Hi everyone,
I’m looking for some guidance on improving a workflow where I need to query over 100 PDF reports individually using the OpenAI API. Each PDF ranges from 10 to 100 pages, and I need to run the same set of seven questions against each document. For example: “What is the estimated income for this organization in 2025?”
Current Approach:
- I have a CSV file that lists the file paths for each PDF.
- A Python script extracts the text from the PDFs and sends the extracted text, along with my prompt, to the OpenAI API.
- The responses are saved to another CSV file. I format my prompts so that the response is a simple two or three column table (my prompt includes “Only give me a table with 2 columns, Org Name and Income etc”.) for each PDF. By iterating through all files, I end up with a combined table.

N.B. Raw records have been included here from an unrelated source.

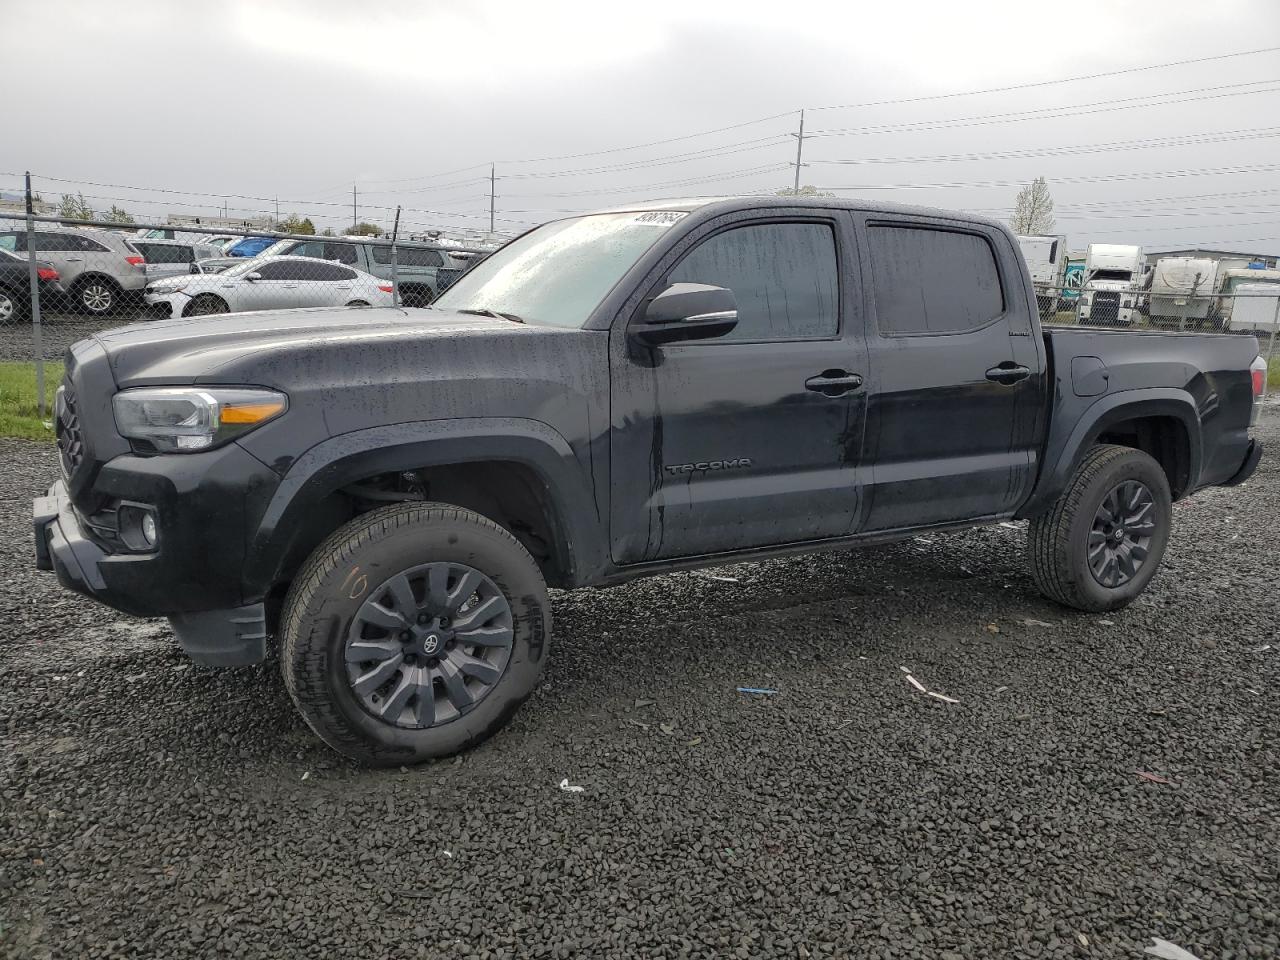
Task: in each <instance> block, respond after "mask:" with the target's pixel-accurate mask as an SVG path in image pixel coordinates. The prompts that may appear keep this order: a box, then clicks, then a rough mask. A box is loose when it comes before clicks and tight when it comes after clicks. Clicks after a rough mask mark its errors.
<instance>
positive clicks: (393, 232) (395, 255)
mask: <svg viewBox="0 0 1280 960" xmlns="http://www.w3.org/2000/svg"><path fill="white" fill-rule="evenodd" d="M398 237H399V205H397V206H396V223H393V224H392V303H394V305H396V306H399V305H401V302H399V257H398V256H397V253H396V239H397V238H398Z"/></svg>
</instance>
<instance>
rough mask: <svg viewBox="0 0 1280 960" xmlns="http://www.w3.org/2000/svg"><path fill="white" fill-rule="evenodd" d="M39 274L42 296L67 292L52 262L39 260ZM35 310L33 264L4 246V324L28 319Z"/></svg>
mask: <svg viewBox="0 0 1280 960" xmlns="http://www.w3.org/2000/svg"><path fill="white" fill-rule="evenodd" d="M36 276H37V280H36V282H37V283H38V285H40V296H41V298H42V300H44V298H50V300H52V298H54V297H60V296H61V294H63V293H65V289H64V288H63V284H61V275H60V274H59V273H58V270H56V269H55V268H54V265H52V264H50V262H47V261H45V260H37V261H36ZM29 312H31V265H29V264H28V262H27V259H26V257H19V256H17V255H15V253H10V252H9V251H6V250H0V324H8V323H10V321H13V320H26V319H27V316H28V315H29Z"/></svg>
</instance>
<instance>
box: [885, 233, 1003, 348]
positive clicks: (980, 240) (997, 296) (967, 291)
mask: <svg viewBox="0 0 1280 960" xmlns="http://www.w3.org/2000/svg"><path fill="white" fill-rule="evenodd" d="M868 234H869V248H870V257H872V278H873V289H874V293H876V316H877V324H878V326H879V332H881V333H882V334H883V335H886V337H913V335H923V334H948V333H951V334H955V333H964V332H966V330H977V329H980V328H983V326H986V325H987V324H989V323H991V321H992V320H995V319H997V317H998V316H1001V315H1002V314H1004V312H1005V298H1004V293H1002V291H1001V287H1000V271H998V270H997V268H996V255H995V251H993V250H992V248H991V242H989V241H988V239H987V238H986V237H983V236H982V234H978V233H965V232H961V230H947V229H933V228H928V227H914V225H910V227H909V225H899V224H869V225H868Z"/></svg>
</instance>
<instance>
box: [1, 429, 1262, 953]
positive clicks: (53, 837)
mask: <svg viewBox="0 0 1280 960" xmlns="http://www.w3.org/2000/svg"><path fill="white" fill-rule="evenodd" d="M1261 434H1262V435H1263V436H1265V438H1266V439H1267V443H1268V444H1270V449H1271V451H1280V408H1277V407H1274V406H1272V407H1271V408H1270V410H1268V411H1267V412H1266V415H1265V419H1263V424H1262V428H1261ZM0 465H3V466H0V490H3V493H0V498H3V507H0V525H3V526H0V563H3V571H4V580H5V585H6V589H5V590H4V591H3V594H0V616H3V622H4V623H5V625H6V631H5V634H4V644H3V646H0V955H4V956H14V957H45V956H56V957H97V956H157V957H159V956H163V957H188V956H189V957H196V956H201V957H207V956H215V955H216V956H239V957H294V956H297V957H338V956H351V957H452V956H490V957H498V956H558V957H568V956H575V957H576V956H584V957H614V956H616V957H622V956H668V957H676V956H730V957H732V956H741V957H768V956H783V957H808V956H859V957H861V956H867V957H927V959H936V960H955V959H956V957H966V959H972V960H978V959H980V960H988V959H991V957H1088V956H1096V957H1112V956H1115V957H1133V956H1139V957H1140V956H1142V952H1140V951H1142V946H1143V945H1146V943H1149V942H1151V941H1149V937H1152V936H1156V937H1162V938H1165V940H1167V941H1171V942H1174V943H1179V945H1181V946H1183V947H1185V948H1188V950H1192V951H1194V952H1196V955H1198V956H1199V957H1201V959H1202V960H1231V959H1235V957H1276V956H1280V922H1277V911H1280V751H1277V748H1276V742H1275V736H1274V735H1275V731H1276V728H1277V726H1280V705H1277V704H1280V698H1277V689H1280V687H1277V681H1280V640H1277V637H1276V630H1275V623H1276V616H1277V608H1280V602H1277V598H1280V577H1277V571H1276V561H1277V556H1276V554H1277V544H1280V466H1277V460H1276V454H1275V453H1272V454H1271V458H1270V460H1265V461H1263V465H1262V467H1261V470H1260V472H1258V476H1257V477H1256V479H1254V480H1253V481H1252V483H1249V484H1248V485H1245V486H1243V488H1236V489H1213V490H1208V492H1204V493H1202V494H1199V495H1197V497H1194V498H1192V499H1189V500H1185V502H1184V503H1181V504H1180V506H1178V507H1176V509H1175V515H1176V530H1175V535H1174V543H1172V547H1171V549H1170V554H1169V557H1167V559H1166V564H1165V570H1164V572H1162V573H1161V575H1160V576H1158V577H1157V580H1156V581H1155V584H1153V585H1152V589H1151V590H1148V593H1147V594H1146V595H1144V596H1143V598H1140V599H1139V600H1138V603H1135V604H1134V605H1133V607H1130V608H1129V609H1126V611H1123V612H1120V613H1115V614H1111V616H1110V617H1096V616H1085V614H1078V613H1071V612H1066V611H1064V609H1061V608H1057V607H1053V605H1051V604H1050V603H1047V602H1044V600H1042V599H1041V598H1039V596H1038V595H1037V594H1036V591H1034V589H1033V588H1032V584H1030V581H1029V579H1028V576H1027V573H1025V572H1024V568H1023V562H1021V549H1023V547H1024V539H1025V538H1024V531H1023V529H1010V527H1005V526H996V527H991V529H986V530H975V531H968V532H963V534H955V535H946V536H929V538H922V539H916V540H913V541H908V543H904V544H899V545H893V547H888V548H881V549H876V550H865V552H847V553H836V554H827V556H820V557H806V558H796V559H787V561H777V562H769V563H755V564H742V566H737V567H727V568H723V570H718V571H714V576H723V577H733V579H735V581H733V582H730V581H724V580H717V579H714V577H708V576H699V575H689V573H682V575H672V576H666V577H659V579H654V580H649V581H643V582H639V584H634V585H630V586H625V588H617V589H613V590H607V591H580V593H575V594H562V595H558V596H557V598H556V600H554V603H556V620H557V634H556V644H554V653H553V655H552V662H550V667H549V671H548V673H547V677H545V681H544V684H543V685H541V687H540V689H539V691H538V694H536V695H535V698H534V699H532V700H531V701H530V703H529V704H527V705H526V707H525V709H524V710H522V712H521V713H520V716H518V717H517V718H516V721H515V722H513V723H512V726H511V727H508V730H507V731H506V732H504V733H502V735H499V736H498V737H495V739H494V740H492V741H490V742H489V744H488V745H485V746H483V748H480V749H479V750H476V751H474V753H471V754H468V755H466V756H465V758H461V759H457V760H452V762H442V763H438V764H431V765H426V767H421V768H416V769H411V771H389V772H371V771H367V769H361V768H357V767H355V765H352V764H349V763H347V762H346V760H343V759H340V758H338V756H337V755H334V754H332V753H329V751H328V750H326V749H325V748H324V746H323V745H320V744H319V741H316V740H315V739H314V737H312V736H311V735H310V732H308V731H307V730H306V728H305V727H303V724H302V723H301V721H300V719H298V718H297V717H296V716H294V713H293V710H292V708H291V705H289V703H288V699H287V696H285V692H284V687H283V684H282V681H280V677H279V672H278V669H276V664H274V663H269V664H265V666H262V667H259V668H250V669H242V671H236V672H224V673H219V672H209V671H202V669H197V668H193V667H189V666H188V664H187V663H186V662H184V659H183V658H182V657H180V655H179V654H178V653H177V652H175V649H174V646H173V641H172V636H170V634H169V631H168V628H166V626H165V623H164V622H140V621H132V620H128V618H123V617H119V616H116V614H113V613H110V612H108V611H105V608H99V607H93V605H91V604H88V603H86V602H82V600H79V599H77V598H74V596H72V595H69V594H65V593H61V591H59V589H58V588H56V585H55V582H54V580H52V577H51V576H49V575H40V573H36V572H35V571H33V570H32V568H31V561H29V548H28V529H27V522H28V521H27V516H28V508H29V507H28V498H29V497H31V495H32V494H35V493H36V492H37V490H38V489H40V486H41V485H42V484H44V483H45V481H46V480H47V479H49V477H50V476H52V474H54V458H52V454H51V452H50V449H49V448H45V447H37V445H29V444H20V443H17V442H0ZM1266 644H1271V645H1272V649H1271V650H1266V652H1260V648H1262V646H1263V645H1266ZM901 667H908V668H910V669H911V671H913V672H914V676H915V677H918V678H919V680H920V681H922V682H923V684H925V685H927V686H928V687H929V689H933V690H938V691H941V692H943V694H946V695H950V696H952V698H955V699H957V700H959V704H948V703H945V701H941V700H937V699H932V698H928V696H924V695H922V694H919V692H916V691H915V690H913V687H911V686H910V685H909V684H908V681H906V677H905V676H904V673H902V669H900V668H901ZM736 686H763V687H774V689H777V690H778V692H777V695H773V696H745V695H741V694H737V692H735V687H736ZM649 701H653V703H649ZM1138 772H1144V773H1149V774H1155V777H1158V778H1160V780H1156V778H1155V777H1153V778H1151V780H1147V778H1143V777H1140V776H1138ZM564 778H568V781H570V783H572V785H579V786H582V787H584V790H582V791H581V792H566V791H562V790H561V788H559V786H558V785H559V783H561V781H562V780H564ZM1165 781H1167V782H1165Z"/></svg>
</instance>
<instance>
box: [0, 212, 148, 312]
mask: <svg viewBox="0 0 1280 960" xmlns="http://www.w3.org/2000/svg"><path fill="white" fill-rule="evenodd" d="M35 238H36V253H37V256H38V257H40V259H41V260H45V261H47V262H49V264H50V265H51V266H52V268H54V269H55V270H58V275H59V276H60V278H61V284H63V287H64V288H65V289H67V291H68V294H69V297H70V301H72V305H70V306H72V308H73V310H76V311H77V312H86V314H90V315H92V316H105V315H108V314H110V312H113V311H114V310H116V308H118V307H119V306H120V303H122V302H123V301H124V300H125V298H127V297H129V294H132V296H133V298H134V300H136V298H137V296H138V294H140V293H141V292H142V288H143V287H146V284H147V274H146V259H145V257H143V256H142V253H140V252H138V251H137V250H136V248H134V247H133V244H132V243H131V242H129V237H127V236H125V234H122V233H115V232H113V230H90V229H83V228H79V227H51V225H44V224H42V225H41V228H40V229H37V230H36V233H35ZM0 250H8V251H9V252H10V253H18V255H23V253H26V252H27V232H26V230H0Z"/></svg>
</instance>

This works, but it’s becoming expensive and I often run into timeout errors. I’d like to convert this workflow into a more efficient batch process.
Proposed New Approach:
- Modify the Python script so that it still extracts text from the PDFs, but instead of making the API call immediately, it writes the prompt and PDF text into a batch file (e.g., a file containing JSON lines with
{"content": "<PDF text> <my prompt>"}
). - After sending the batch file, I’d run a separate process retrieve the responses (that would be in a structured format) and parse everything into a table.
Question:
- Does this proposed batch approach make sense to manage cost and reduce timeout issues?
- Are there alternative strategies— maybe functions, or a more specific batching methodology that may have found effective?
- I’m assuming that embeddings or RAG techniques might not be ideal since I don’t want to query all documents collectively; each PDF needs to be queried on its own. Is this assumption correct?
Any advice would be greatly appreciated. Thanks!